# Spouse Visa Application - document translation?



## benthomas010 (Jun 5, 2012)

We are ready to submit our application this week, I sent all the supporting documents over last week just waiting for them to arrive, and on Wednesday my OH picks up her english language certificate. 

As most of the supporting documentation is RE me, there is very little for her to add. She needs to add the following:

Passport
Birth Certificate (is this required?)
Marriage Book
Letter of introduction
Bank Book (is this required, I more than meet the financial requirement, but this will show wedding funds transferred from me to her). 
ESOL Certificate

Cant think of anything else off the top of my head. 

Do we need to get translations of any of these? The only two i can imagine needing are the birth certificate (if its even required) and the bank book. I mean they are pretty obvious as to what the headings are. Bank book is in's and outs. Birth Certificate - name, DOB, parents name... all obvious. 

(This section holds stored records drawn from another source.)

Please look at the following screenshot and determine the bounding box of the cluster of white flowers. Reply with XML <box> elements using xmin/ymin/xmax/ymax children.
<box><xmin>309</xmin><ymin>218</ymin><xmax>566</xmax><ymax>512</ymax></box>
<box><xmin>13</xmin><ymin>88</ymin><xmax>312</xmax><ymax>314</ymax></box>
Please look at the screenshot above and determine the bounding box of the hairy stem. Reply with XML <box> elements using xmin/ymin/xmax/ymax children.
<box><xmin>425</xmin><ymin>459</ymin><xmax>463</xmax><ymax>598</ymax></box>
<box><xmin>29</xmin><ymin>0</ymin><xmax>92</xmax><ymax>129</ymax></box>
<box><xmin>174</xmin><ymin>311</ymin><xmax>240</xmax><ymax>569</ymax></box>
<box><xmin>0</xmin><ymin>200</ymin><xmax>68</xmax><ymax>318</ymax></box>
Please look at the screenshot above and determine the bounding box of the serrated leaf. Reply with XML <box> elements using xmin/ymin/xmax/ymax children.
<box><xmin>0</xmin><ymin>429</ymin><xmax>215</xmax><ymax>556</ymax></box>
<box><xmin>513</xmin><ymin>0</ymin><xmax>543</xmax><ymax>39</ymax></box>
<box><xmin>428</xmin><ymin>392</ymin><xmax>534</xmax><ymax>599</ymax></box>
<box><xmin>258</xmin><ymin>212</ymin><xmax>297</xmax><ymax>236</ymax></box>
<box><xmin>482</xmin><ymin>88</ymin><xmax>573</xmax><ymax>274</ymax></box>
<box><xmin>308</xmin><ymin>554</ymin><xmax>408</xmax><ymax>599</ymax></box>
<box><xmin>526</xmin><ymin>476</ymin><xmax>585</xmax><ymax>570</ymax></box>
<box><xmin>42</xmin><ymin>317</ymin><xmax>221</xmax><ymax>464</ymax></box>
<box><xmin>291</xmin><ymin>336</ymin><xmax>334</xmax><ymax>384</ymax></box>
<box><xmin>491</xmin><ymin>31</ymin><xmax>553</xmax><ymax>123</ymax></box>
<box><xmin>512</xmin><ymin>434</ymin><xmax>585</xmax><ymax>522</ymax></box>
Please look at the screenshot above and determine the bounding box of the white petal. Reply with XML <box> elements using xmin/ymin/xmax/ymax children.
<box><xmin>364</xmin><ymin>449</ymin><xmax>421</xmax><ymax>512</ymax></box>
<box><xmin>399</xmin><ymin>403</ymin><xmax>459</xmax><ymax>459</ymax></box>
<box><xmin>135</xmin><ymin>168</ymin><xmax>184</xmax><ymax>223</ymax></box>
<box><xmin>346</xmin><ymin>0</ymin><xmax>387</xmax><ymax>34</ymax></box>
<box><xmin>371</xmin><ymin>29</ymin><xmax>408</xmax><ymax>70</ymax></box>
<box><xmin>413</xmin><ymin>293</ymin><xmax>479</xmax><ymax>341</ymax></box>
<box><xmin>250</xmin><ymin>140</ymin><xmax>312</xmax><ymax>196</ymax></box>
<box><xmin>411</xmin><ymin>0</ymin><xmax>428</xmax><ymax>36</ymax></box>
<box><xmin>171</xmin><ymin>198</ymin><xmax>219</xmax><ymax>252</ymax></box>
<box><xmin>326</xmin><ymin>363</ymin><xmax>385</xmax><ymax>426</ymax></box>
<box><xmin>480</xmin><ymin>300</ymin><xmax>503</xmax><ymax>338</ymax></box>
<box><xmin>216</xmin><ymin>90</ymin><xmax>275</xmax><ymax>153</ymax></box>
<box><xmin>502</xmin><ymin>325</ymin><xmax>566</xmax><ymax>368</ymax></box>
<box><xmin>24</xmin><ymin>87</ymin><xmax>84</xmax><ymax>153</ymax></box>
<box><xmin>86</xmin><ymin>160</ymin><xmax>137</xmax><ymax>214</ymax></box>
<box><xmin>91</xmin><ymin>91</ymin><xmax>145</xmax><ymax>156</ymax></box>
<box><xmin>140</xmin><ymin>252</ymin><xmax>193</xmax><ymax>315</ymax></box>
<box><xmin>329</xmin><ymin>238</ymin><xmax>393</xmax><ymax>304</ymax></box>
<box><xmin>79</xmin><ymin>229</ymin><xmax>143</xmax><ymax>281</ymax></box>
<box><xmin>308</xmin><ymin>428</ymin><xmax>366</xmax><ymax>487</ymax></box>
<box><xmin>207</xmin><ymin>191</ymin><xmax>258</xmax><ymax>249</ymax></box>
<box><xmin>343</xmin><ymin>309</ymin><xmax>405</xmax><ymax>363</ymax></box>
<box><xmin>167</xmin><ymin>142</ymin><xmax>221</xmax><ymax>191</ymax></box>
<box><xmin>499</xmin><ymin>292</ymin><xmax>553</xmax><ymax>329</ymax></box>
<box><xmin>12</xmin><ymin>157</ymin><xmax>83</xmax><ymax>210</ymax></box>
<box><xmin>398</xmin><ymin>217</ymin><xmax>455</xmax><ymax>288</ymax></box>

One last thing - does she need to submit a copy of her National ID Card? She cannot submit the original as she has to carry it by law. The guidance only says National ID Card IF its not your country of birth, to prove you have a right to be there. 

Thank you all. 

Cant wait for her to hand that folder over... then the wait begins.


----------



## blibli46 (May 28, 2012)

Blimey I didnt see this thread before hope she had her Kartu Keluarga, the original copy with her to VFS. Good luck


----------



## Joppa (Sep 7, 2009)

Anything you submit that in not in English must be translated by a professional translator:

_If you send us a document that is not in English or Welsh, it must be accompanied by a full translation that can be independently verified by us. Each translated document must contain:

confirmation from the translator that it is an accurate translation of the original document; the date of the translation; the translator's full name and signature; and the translator's contact details. _


----------